PDF version: Attached File  NewtonMethod_and_Modification.pdf ( 118.43K ) Number of downloads: 267


An explanation of zeta has been pending:
Here two attempts to give the parameter zeta an intuitive meaning, visually (Fourier series and effect on peak)
Attached Image

and audible, with each "beat" starting a new damping by increasing zeta in a linear way. Parameter u1 varies with each "beat" in a total of two cycles. The audio version samples only the Fourier series, not the respective derived peak. (The file is packed twice with 7-zip, for effective compression, and to obtain a .zip extension.)
Attached File  ZetaSamples1.0_2.0_0.2_1.01_1.41_0.004_400_400_2.wav.7z.zip ( 269.26K ) Number of downloads: 41


And back to EFB03:
This graphics shows linear regression data ("raw") of vertical stripes of width 100 pixels obtained from near the left and from near the right side of EFB03,
the best-fit "power-law" peaks with zeta=1, and the residuals (remaining errors).

Attached Image

There appear to be systematic errors with respect to the considered family of peaks. This effect is more distinct near the right of EFB03 than near the left side. I'm presuming, that these deviations can be reduced a little, but not considerably by including zeta as variable peak parameter. Inferring zeta is rather fragile and probably time-consuming, therefore I'm looking for other options first.
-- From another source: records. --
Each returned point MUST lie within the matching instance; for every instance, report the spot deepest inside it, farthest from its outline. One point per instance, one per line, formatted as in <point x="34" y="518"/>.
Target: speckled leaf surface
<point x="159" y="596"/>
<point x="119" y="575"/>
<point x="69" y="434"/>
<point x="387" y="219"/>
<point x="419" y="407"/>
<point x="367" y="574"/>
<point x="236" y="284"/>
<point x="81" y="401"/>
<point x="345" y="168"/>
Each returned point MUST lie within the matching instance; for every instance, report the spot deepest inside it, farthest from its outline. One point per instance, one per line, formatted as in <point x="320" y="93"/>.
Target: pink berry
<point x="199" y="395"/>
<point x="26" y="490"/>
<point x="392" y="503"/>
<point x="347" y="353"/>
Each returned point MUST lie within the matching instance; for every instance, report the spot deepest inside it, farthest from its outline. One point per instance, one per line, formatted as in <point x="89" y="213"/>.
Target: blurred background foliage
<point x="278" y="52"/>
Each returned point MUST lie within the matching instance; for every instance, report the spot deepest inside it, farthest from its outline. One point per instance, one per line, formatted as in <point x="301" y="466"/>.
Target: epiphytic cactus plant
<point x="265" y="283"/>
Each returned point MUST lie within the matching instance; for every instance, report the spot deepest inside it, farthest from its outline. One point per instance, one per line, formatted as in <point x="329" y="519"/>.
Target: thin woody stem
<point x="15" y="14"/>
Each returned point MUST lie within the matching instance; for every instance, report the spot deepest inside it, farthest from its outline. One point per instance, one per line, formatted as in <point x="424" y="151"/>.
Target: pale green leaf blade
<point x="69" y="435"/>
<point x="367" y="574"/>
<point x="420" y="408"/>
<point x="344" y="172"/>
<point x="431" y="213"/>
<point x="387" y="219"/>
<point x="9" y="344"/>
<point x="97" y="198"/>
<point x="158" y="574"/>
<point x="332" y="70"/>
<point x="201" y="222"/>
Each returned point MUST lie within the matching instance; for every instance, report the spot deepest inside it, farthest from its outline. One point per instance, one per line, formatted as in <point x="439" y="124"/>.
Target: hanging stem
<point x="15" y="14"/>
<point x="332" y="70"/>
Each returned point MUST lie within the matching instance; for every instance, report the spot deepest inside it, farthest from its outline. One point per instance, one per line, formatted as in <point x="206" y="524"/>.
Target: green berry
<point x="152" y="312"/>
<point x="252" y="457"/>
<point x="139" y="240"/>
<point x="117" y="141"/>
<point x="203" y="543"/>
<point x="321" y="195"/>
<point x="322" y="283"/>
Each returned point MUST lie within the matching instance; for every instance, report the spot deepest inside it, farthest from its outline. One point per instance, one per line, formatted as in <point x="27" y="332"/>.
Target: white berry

My favored approach will be a description by a sum of two peaks, a narrow high and a wide shallow one. Since the horizontal variability of the peak parameters clearly cannot be described by a single peak, I'm considering to investigate multi-peak approaches as the next step to narrow down the 2d-structure of EFB03 stray light.

The additional math needed to feed into some modified Newton method doesn't look difficult at first glance. Although I don't know yet, how well-behaved the approach will be numerically. I guess, that dedicating another about two weeks will return first (continuous) 2d approximates.

Other related tasks appear at the horizon, e.g.
- writing a ray tracer to explain/model the 2d structure of the stray light physically, and
- pinning down the effect of TDI regarding integration over some neighboring color filter (probably responsible for horizontal substripes within framelets).